Study Design and Methods
Study Design
This was a two-sample Mendelian randomization (MR) study. The analysis partitioned the overall genetic liability for BMI into two hypothesized causal pathways (adipose-mediated and brain-mediated) to examine their downstream effects on specific cardiometabolic outcomes.
Data and Genetic Instrument Selection
- Exposure GWAS (BMI): Summary statistics for BMI were taken from a large-scale GWAS meta-analysis (Locke et al., 2015).
- Tissue-Specific eQTL Data (Mediators): Genetic variants were prioritized based on their association with gene expression (eQTLs) in two relevant tissues:
- Subcutaneous Adipose Tissue (Metabolic): Expression data from a meta-analysis (n=1257).
- Brain Tissue (Appetite/Central): Expression data from the GTEx consortium (n=1194).
- Instrument Selection: Instruments were selected as cis-eQTLs associated with both BMI and gene expression in a specific tissue.
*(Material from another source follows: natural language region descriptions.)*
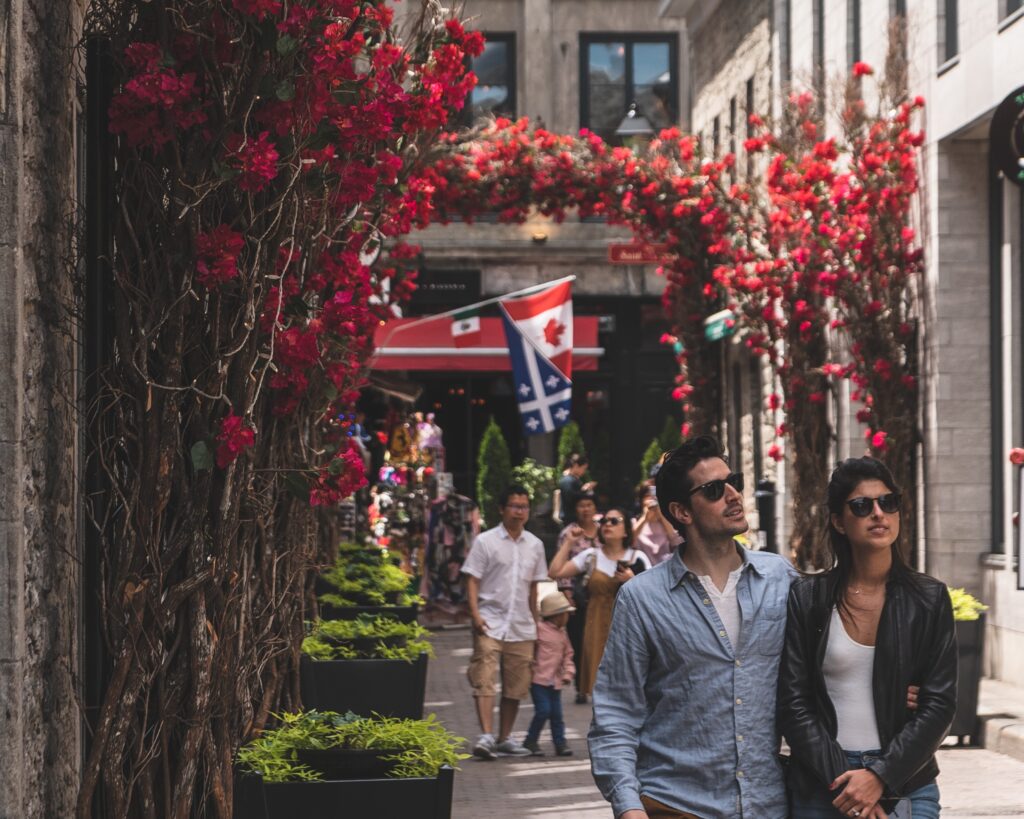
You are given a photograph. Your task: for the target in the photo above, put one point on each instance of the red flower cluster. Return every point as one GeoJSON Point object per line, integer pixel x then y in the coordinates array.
{"type": "Point", "coordinates": [217, 254]}
{"type": "Point", "coordinates": [254, 159]}
{"type": "Point", "coordinates": [157, 101]}
{"type": "Point", "coordinates": [233, 438]}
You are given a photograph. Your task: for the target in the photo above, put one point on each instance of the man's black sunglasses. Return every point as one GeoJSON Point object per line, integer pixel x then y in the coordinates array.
{"type": "Point", "coordinates": [714, 489]}
{"type": "Point", "coordinates": [862, 507]}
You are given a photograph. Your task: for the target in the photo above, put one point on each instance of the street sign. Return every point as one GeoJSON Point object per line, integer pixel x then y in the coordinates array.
{"type": "Point", "coordinates": [638, 253]}
{"type": "Point", "coordinates": [719, 326]}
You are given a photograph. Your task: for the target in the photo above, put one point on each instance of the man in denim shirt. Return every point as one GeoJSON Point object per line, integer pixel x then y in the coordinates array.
{"type": "Point", "coordinates": [684, 705]}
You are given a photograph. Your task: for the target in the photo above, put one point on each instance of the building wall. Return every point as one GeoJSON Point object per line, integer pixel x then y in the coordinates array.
{"type": "Point", "coordinates": [39, 719]}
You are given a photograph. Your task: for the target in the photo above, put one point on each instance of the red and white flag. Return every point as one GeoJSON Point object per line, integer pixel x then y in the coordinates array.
{"type": "Point", "coordinates": [545, 319]}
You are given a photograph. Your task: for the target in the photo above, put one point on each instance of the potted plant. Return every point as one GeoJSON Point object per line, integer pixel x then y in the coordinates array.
{"type": "Point", "coordinates": [366, 580]}
{"type": "Point", "coordinates": [367, 665]}
{"type": "Point", "coordinates": [970, 620]}
{"type": "Point", "coordinates": [283, 771]}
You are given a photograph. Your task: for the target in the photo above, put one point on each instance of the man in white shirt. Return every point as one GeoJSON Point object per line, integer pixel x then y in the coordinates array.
{"type": "Point", "coordinates": [502, 571]}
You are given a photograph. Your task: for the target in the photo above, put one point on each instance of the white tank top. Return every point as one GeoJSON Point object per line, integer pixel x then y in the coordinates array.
{"type": "Point", "coordinates": [847, 670]}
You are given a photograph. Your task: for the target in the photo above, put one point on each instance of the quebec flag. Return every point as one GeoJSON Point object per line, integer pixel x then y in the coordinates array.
{"type": "Point", "coordinates": [544, 389]}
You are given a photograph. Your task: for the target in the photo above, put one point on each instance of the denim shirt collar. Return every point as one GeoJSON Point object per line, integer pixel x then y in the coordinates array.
{"type": "Point", "coordinates": [679, 570]}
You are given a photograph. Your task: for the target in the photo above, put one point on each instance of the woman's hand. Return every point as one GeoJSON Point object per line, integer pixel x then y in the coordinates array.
{"type": "Point", "coordinates": [861, 790]}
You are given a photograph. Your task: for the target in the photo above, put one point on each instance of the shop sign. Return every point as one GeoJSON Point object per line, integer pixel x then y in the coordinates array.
{"type": "Point", "coordinates": [638, 253]}
{"type": "Point", "coordinates": [720, 326]}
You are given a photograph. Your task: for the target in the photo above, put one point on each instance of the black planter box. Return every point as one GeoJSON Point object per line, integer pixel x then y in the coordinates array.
{"type": "Point", "coordinates": [970, 641]}
{"type": "Point", "coordinates": [387, 687]}
{"type": "Point", "coordinates": [420, 798]}
{"type": "Point", "coordinates": [400, 613]}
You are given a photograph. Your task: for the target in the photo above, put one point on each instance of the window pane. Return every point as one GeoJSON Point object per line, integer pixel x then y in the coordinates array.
{"type": "Point", "coordinates": [652, 83]}
{"type": "Point", "coordinates": [606, 73]}
{"type": "Point", "coordinates": [493, 91]}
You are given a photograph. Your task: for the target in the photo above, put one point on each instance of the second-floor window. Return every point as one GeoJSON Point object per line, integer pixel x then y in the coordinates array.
{"type": "Point", "coordinates": [495, 70]}
{"type": "Point", "coordinates": [619, 70]}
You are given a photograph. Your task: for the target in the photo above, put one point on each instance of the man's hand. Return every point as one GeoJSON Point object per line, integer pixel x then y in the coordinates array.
{"type": "Point", "coordinates": [861, 790]}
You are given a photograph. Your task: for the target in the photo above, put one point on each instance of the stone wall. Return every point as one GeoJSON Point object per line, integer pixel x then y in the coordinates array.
{"type": "Point", "coordinates": [39, 579]}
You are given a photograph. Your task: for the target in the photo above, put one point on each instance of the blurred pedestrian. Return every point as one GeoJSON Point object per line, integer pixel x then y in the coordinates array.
{"type": "Point", "coordinates": [503, 568]}
{"type": "Point", "coordinates": [553, 669]}
{"type": "Point", "coordinates": [684, 704]}
{"type": "Point", "coordinates": [856, 636]}
{"type": "Point", "coordinates": [654, 535]}
{"type": "Point", "coordinates": [573, 588]}
{"type": "Point", "coordinates": [606, 568]}
{"type": "Point", "coordinates": [570, 486]}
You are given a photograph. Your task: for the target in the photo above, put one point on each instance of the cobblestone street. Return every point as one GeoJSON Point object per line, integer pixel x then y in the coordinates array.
{"type": "Point", "coordinates": [975, 783]}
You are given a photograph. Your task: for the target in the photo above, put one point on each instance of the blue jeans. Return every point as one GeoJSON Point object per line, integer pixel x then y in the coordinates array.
{"type": "Point", "coordinates": [924, 803]}
{"type": "Point", "coordinates": [547, 705]}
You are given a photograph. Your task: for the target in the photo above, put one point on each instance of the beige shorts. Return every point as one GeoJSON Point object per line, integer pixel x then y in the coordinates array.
{"type": "Point", "coordinates": [515, 659]}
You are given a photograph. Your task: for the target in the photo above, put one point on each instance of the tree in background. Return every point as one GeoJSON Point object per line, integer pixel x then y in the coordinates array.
{"type": "Point", "coordinates": [569, 443]}
{"type": "Point", "coordinates": [494, 472]}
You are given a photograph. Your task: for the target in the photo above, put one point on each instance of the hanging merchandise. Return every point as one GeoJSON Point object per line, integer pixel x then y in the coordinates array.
{"type": "Point", "coordinates": [455, 521]}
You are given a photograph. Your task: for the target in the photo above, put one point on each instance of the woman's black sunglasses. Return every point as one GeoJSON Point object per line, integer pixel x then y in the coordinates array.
{"type": "Point", "coordinates": [714, 489]}
{"type": "Point", "coordinates": [862, 507]}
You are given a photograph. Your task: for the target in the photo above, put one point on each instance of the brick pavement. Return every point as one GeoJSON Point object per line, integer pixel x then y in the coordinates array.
{"type": "Point", "coordinates": [975, 783]}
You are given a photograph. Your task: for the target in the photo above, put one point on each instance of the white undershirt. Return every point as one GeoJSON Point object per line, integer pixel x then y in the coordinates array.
{"type": "Point", "coordinates": [726, 603]}
{"type": "Point", "coordinates": [847, 670]}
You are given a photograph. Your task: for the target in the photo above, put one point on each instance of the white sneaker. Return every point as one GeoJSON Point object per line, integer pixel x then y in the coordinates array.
{"type": "Point", "coordinates": [511, 748]}
{"type": "Point", "coordinates": [484, 747]}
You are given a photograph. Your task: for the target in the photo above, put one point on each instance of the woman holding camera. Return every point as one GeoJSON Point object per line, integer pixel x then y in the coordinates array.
{"type": "Point", "coordinates": [602, 570]}
{"type": "Point", "coordinates": [858, 636]}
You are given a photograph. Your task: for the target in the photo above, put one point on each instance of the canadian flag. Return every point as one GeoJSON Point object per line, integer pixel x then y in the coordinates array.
{"type": "Point", "coordinates": [545, 319]}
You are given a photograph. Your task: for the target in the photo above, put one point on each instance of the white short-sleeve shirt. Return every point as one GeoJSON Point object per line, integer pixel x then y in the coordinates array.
{"type": "Point", "coordinates": [605, 564]}
{"type": "Point", "coordinates": [506, 568]}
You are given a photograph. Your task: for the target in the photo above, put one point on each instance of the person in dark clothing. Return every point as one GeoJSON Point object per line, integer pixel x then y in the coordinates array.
{"type": "Point", "coordinates": [570, 486]}
{"type": "Point", "coordinates": [857, 636]}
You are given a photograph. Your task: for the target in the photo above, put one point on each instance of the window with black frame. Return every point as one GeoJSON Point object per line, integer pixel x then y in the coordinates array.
{"type": "Point", "coordinates": [617, 70]}
{"type": "Point", "coordinates": [495, 69]}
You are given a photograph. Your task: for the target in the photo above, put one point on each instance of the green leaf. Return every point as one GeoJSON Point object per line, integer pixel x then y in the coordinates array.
{"type": "Point", "coordinates": [285, 90]}
{"type": "Point", "coordinates": [202, 456]}
{"type": "Point", "coordinates": [287, 45]}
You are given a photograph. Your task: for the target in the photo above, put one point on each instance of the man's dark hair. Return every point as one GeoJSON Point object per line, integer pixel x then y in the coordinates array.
{"type": "Point", "coordinates": [508, 491]}
{"type": "Point", "coordinates": [577, 460]}
{"type": "Point", "coordinates": [673, 479]}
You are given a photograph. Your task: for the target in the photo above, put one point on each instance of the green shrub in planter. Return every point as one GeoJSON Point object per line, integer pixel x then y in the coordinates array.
{"type": "Point", "coordinates": [418, 747]}
{"type": "Point", "coordinates": [367, 638]}
{"type": "Point", "coordinates": [367, 576]}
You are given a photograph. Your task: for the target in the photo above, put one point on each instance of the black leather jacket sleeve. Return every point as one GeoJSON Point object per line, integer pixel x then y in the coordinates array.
{"type": "Point", "coordinates": [922, 735]}
{"type": "Point", "coordinates": [798, 715]}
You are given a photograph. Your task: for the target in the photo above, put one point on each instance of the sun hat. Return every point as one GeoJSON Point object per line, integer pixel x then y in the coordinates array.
{"type": "Point", "coordinates": [555, 603]}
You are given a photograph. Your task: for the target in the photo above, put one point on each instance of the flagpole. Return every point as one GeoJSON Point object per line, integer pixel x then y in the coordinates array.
{"type": "Point", "coordinates": [425, 319]}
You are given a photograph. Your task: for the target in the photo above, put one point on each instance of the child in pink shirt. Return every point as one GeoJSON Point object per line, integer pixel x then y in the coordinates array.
{"type": "Point", "coordinates": [552, 669]}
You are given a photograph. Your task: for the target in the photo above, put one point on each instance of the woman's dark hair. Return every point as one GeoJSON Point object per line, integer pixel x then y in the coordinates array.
{"type": "Point", "coordinates": [577, 460]}
{"type": "Point", "coordinates": [627, 526]}
{"type": "Point", "coordinates": [673, 479]}
{"type": "Point", "coordinates": [844, 480]}
{"type": "Point", "coordinates": [585, 497]}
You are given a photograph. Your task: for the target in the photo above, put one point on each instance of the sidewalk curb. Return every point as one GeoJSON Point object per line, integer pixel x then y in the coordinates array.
{"type": "Point", "coordinates": [1003, 734]}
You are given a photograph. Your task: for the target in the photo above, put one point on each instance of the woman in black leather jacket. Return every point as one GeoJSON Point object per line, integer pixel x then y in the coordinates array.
{"type": "Point", "coordinates": [857, 637]}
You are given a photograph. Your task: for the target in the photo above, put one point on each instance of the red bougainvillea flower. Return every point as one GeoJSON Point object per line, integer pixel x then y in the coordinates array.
{"type": "Point", "coordinates": [217, 255]}
{"type": "Point", "coordinates": [156, 101]}
{"type": "Point", "coordinates": [235, 437]}
{"type": "Point", "coordinates": [256, 159]}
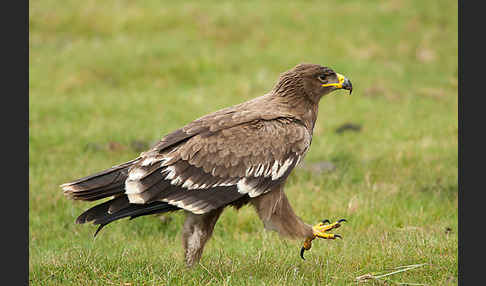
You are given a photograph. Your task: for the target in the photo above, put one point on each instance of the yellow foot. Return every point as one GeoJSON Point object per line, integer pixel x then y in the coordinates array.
{"type": "Point", "coordinates": [320, 230]}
Strict quality control and linkage disequilibrium (LD) clumping were applied. This procedure resulted in the final, mostly non-overlapping 8 adipose-mediated and 11 brain-mediated genetic instruments.
Outcome GWAS Data
Outcome data were sourced from large-scale consortia GWAS for:
- Type 2 Diabetes Mellitus (T2DM)
- Coronary Artery Disease (CAD)
- Lipid traits (LDL-C, HDL-C, Triglycerides)
- Blood pressure (systolic and diastolic)
Statistical Analysis
- Primary MR Method: The Inverse-Variance Weighted (IVW) method was used to combine the effects of the variants within each tissue-specific set (adipose vs. brain).
- Sensitivity Analyses: MR-Egger and Weighted Median methods were used to test for horizontal pleiotropy. MR-PRESSO was used to detect and correct for outliers. The results were robust across these sensitivity methods.
- Testing for Difference in Effects: A formal statistical test was applied to compare the strength of the causal effect estimates between the adipose-mediated and brain-mediated gene sets on each outcome.
Conclusions and Implications
The study provides compelling evidence that the genetic pathways influencing BMI have differential downstream causal effects on cardiometabolic outcomes, particularly T2DM.
- Targeted Interventions: The strong link between brain-mediated genetic risk (appetite regulation) and T2DM suggests that therapeutic or preventative interventions targeting central regulation of appetite may be particularly effective in reducing T2DM risk among genetically predisposed individuals.
- Biological Dissection: The methodology effectively dissects the genetic architecture of a complex trait (BMI), linking tissue-specific molecular effects to disease risk. This approach offers a powerful strategy for prioritizing therapeutic targets based on biological mechanism.
- Future Work: The authors recommend expanding the tissue types analyzed to include visceral adipose tissue and other relevant metabolic organs (e.g., liver) to provide a more complete picture of the causal pathways.